As he ran for the coastlines, and commandeered a ship, it kept changing. Kept pulling.
And so he realised that this was no Great War, this was not the third amongst its kind.
This would be The War. One, and only. A thing to be savoured, like the pain of a sunken blade within a numb body, screaming to its host that he is alive.
He tried to sing back, sometimes. He could not. He was but a peeking ribcage, strands of flesh atop bone.
He sailed, and sailed, until his fuel had run out, and until his boat came to a standstill, and then he swam, propelling himself forth with explosives and recoil and his unholy strength, until he found a fishing boat, and stole that too.
A month since the first time he heard it, now closer than ever, a quaint, quiet coastal town came into view, only a strange oil rig contained within a forcefield drawing the eye from so far in the dark, rippling waters, and he felt it in his bones, an itch, a scraping grind, growing stronger and louder and more demanding with every passing mile.
The call of War.
From up close, it was maddening.
It was the difference of hearing an explosion from afar, and feeling it from mere feet away, that sensation of abrupt shock slamming through one's body, a kick to each muscle and joint and bone, into one's very grey matter. But constant. A vibration that made his bare teeth rattle in his jaws.
He had no lips with which to smile, but the weak, charred muscles still clinging to bleached bone twitched minutely.
He let his toothy, ear-to-ear grin hang open, tearing his helmet off as the boat bobbed up and down the dark waters of the bay, growing ever closer.
He stretched blood-caked gloves, a century old, and spread his fingers out, raising his arms, chest puffed with a breath he didn't need, in embrace of the grandest turn the wheel would ever make.
It was time for War.
And this one, he would cherish every moment of. He would engrave every moment, because no war like it would likely happen again, not in this millennium or the next.
There would simply not be enough bodies for it to be so.
A spotlight eventually found him, and a military truck ambled its way down the dock, a tinny megaphone calling instructions out to him.
A puff of black smoke placed the pilot's helm back on his head, and he took a moment of rare peace to appreciate, fantasise about the coming War- no, the coming cataclysm.
He got closer, and closer, and eventually, he was close enough to see them.
The National Guard.
Ah…
America.
Even if its military had been stomped into the dirt in favour of the super-powered masks splitting the skies, it was still the strongest country in the world.

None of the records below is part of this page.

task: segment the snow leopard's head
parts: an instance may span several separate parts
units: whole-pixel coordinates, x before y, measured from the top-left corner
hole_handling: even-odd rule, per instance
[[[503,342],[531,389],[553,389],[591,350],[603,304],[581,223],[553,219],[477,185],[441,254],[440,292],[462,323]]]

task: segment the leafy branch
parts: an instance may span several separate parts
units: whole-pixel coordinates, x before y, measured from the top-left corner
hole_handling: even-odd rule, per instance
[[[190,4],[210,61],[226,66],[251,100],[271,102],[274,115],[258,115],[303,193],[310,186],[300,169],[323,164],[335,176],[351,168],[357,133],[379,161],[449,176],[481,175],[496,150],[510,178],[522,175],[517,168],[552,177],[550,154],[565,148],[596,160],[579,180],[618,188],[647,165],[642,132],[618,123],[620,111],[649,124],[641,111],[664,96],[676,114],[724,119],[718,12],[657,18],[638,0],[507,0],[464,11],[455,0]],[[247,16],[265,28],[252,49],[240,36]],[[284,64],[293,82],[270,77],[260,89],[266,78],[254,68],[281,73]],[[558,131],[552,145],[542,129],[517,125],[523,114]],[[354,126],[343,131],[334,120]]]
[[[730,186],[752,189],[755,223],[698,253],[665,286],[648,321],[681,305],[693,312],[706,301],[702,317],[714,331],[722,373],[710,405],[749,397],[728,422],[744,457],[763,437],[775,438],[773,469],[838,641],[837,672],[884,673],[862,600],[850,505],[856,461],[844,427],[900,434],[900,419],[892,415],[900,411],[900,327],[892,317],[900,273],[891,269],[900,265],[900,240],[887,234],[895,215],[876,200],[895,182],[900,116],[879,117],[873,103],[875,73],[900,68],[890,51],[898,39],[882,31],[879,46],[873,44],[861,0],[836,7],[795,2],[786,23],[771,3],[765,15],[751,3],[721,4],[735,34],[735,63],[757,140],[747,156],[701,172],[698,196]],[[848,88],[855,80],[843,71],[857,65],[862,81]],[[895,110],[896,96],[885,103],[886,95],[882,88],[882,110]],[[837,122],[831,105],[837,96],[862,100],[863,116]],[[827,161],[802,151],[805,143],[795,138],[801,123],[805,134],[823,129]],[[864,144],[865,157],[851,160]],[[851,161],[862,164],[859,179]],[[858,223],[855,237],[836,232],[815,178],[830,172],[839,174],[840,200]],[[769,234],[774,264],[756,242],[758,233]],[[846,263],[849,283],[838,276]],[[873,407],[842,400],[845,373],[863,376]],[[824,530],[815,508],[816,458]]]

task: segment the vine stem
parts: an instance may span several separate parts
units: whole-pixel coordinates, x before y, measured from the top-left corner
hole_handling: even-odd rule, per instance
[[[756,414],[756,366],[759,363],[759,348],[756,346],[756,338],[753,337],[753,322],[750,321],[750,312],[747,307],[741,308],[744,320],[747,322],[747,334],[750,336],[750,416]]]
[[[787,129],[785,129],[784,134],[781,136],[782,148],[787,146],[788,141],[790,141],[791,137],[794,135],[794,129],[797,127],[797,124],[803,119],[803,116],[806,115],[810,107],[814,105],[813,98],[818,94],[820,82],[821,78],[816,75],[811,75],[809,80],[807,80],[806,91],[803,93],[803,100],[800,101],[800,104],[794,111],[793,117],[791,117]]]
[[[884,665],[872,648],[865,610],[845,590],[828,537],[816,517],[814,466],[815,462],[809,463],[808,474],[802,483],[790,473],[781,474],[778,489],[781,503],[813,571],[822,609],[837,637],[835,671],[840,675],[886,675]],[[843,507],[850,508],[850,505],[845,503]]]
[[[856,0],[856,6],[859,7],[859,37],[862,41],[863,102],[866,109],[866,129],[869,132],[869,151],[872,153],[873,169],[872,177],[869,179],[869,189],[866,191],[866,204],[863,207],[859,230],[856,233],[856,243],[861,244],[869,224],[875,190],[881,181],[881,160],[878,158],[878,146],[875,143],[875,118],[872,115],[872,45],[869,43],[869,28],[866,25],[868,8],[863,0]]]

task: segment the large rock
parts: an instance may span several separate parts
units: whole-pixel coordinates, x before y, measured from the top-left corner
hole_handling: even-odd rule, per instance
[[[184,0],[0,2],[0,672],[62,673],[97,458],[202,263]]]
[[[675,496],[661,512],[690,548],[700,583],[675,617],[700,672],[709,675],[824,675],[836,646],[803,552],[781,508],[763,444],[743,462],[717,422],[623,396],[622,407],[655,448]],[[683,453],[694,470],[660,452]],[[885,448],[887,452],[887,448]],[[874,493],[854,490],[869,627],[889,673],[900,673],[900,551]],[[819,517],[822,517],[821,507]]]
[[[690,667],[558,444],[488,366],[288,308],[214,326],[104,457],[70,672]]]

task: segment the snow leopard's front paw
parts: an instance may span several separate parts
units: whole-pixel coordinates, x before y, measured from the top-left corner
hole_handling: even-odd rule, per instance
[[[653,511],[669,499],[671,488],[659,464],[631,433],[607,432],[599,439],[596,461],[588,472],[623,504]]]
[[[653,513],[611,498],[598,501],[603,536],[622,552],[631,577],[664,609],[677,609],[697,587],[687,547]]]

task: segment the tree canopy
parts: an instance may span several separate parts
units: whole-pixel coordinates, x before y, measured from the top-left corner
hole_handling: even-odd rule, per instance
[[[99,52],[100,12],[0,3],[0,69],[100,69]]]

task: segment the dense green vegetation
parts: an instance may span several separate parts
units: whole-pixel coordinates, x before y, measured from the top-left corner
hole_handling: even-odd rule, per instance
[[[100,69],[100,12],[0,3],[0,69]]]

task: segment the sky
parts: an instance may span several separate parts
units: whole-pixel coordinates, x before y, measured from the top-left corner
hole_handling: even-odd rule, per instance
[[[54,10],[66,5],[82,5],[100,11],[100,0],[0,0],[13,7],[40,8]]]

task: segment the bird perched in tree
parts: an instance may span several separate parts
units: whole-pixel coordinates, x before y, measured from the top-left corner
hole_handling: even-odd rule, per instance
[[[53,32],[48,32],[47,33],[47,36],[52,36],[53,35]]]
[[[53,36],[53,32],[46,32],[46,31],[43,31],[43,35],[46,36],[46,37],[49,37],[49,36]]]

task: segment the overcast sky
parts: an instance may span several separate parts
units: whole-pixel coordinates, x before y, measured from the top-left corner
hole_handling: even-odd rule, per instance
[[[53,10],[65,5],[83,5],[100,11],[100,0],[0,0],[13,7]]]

But it was too calm. Too quiet.
He'd seen this before. The calm before the storm. The starting, faint notes, the intro of a symphony.
Both fortunate, and unfortunate.
Fortunate, because he hadn't yet missed anything. Unfortunate, because it meant that the best was yet to come, and he didn't know when or how soon it would arrive.
He hated waiting. He wanted war, always and forever.
Without preamble, he stepped off the side of the boat, and sank into the bottom of the bay, trudging through the seaweed and the trash, until he was mere feet from the dock wall.
There, he stood in silence, waiting for the build-up to end, and the War to begin.